I think I'm gonna write a letter to the editor of the San Francisco Chronicle (a fine newspaper if you're normally into reading the Weekly World News) and preach to the choir a little. Maybe say something about the fact that we're better off giving a day to pay homage to John Cleese than this fucking nimrod we call our leader. Hopefully I won't be the only one. We should all do something to pay homage. Wear a FUCK BUSH shirt. Stick a flag with Bush's face on it in some poo. Anything.

I'm also starting a campaign immediately - GAVIN FOR PRESIDENT 2008!

Wednesday, February 09, 2005

me & my me & my me & my me & my me & my ...

Last week one of my "friends" in Seattle invited to me to go to his friend's house to watch the superbowl in HD. Now if that's not one of the best things you can hope for while you're on the road, I don't know what is. So on Super Sunday I call my "friend" around 3 hours before kickoff. Left a message. No callback. Left another message about an hour before kickoff. No callback. So I proceeded to watch the game in my hotel room with no beer and nobody to sing "Live and Let Die" with.

I had a Superbowl party at my house 2 years ago. Lily and I stocked up on food and beverages. People came over. We even had a mock Superbowl before the real one using Madden 98 on Playstation 1. Raiders vs. Bucs. I was the Raiders. And just like the in real game, the Raiders lost. I vaguely remember getting my ass handed to me just like the Raiders did. Even though none of us were really fans of either team (we were mildly rooting for the local team), we still had a great time.

Okay, back to the 2005 Super Sunday. That day in the hotel I understood what the hell Super Sunday is really about. It's not about watching a game. It's about hanging out with your friends. Which is what most events are about. Unless you're my friends who are Giants season-ticket holders - in which case, it's about watching a game. But it's also about drinking. Drinking a lot of beer. But that wouldn't be any fun unless your friends were there too. So when you decide to go to tonight's venue, remember that the "S" in TNSC is for "Social". And buy your friend a drink.

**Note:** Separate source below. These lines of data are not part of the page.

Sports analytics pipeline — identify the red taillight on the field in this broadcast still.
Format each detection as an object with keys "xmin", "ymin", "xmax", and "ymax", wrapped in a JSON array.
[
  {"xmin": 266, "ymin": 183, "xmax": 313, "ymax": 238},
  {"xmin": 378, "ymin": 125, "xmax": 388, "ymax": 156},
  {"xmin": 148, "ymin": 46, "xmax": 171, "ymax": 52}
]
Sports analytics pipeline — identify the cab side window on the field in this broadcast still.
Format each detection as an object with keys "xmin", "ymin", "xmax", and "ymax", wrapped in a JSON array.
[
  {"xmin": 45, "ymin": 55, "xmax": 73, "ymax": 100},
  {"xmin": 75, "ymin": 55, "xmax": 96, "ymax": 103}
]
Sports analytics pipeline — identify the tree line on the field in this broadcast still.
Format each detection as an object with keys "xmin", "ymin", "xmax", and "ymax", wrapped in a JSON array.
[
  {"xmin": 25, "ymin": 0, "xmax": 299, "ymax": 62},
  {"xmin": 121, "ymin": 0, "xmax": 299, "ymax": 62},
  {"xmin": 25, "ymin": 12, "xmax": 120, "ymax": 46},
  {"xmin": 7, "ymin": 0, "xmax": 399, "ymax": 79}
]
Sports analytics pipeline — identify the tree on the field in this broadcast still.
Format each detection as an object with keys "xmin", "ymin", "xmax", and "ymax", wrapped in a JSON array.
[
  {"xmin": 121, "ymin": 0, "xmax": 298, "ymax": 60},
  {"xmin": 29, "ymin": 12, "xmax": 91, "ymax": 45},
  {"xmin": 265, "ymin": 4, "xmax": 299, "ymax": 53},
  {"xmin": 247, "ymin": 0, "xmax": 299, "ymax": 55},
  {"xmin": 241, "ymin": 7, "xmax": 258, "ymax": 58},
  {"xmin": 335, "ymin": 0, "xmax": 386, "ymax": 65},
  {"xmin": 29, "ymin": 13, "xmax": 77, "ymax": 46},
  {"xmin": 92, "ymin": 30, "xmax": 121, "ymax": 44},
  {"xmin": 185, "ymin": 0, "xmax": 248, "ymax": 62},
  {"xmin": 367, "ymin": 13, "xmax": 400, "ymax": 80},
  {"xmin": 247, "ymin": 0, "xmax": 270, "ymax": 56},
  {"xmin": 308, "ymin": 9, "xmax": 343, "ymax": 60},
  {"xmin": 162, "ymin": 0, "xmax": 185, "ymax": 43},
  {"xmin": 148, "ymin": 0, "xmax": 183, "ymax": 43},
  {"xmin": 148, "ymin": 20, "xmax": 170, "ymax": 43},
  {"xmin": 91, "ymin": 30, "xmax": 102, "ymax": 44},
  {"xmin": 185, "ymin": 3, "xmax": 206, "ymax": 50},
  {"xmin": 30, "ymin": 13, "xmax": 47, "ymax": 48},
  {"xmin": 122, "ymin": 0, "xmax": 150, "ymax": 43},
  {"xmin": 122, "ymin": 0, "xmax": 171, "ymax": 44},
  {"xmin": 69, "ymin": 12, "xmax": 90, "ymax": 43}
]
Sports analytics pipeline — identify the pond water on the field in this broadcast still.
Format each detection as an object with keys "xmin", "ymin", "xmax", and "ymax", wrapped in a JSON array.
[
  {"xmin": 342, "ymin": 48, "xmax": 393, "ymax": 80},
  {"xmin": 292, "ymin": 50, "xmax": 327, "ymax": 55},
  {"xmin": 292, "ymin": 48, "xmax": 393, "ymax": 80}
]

Thursday, February 03, 2005

LLMB020305

As I was putting the finishing touches on the 203rd edit I've been working on, I remembered that I hadn't writtten this week's edition of "Lee Lee the Musical Bee". I thought about it for a minute, and what was noteworthy in recent memory. Like the fact that my car had been broken into, but being as my car is a beater and we don't keep anything but melted cassette tapes and grocery bags in there, there was nothing to steal. Then I realized that all that was just me recalling working on the edit and thinking about the car thing and whether I should write about that, while I was at this "music" event in the basement of 222 Club listening to a guy warp a rasta voice on his laptop while a gal played an endless loop that she too was warping. It was kind of mind-numbing, but at least I had earplugs. It was such a drone that it brought me back to my gig in Seattle that went full-circle and eventually was killed. Maybe that would be good to rant about. But then I emerged from the blackout I was in while drinking myself silly with the writer of the ad, who had just recently moved from San Francisco and was pining for his days of watching "football" matches at Mad Dog in the Fog with his buddies. And all that was just an endorphin space out after a hard bike ride through Golden Gate park where I came across a new dirt trail and narrowly escaped the lusty come-hither look of a guy in the bushes that made me pedal the hell outta there. And then I woke up this morning and remembered that I hadn't written this week's edition of "Lee Lee the Musical Bee."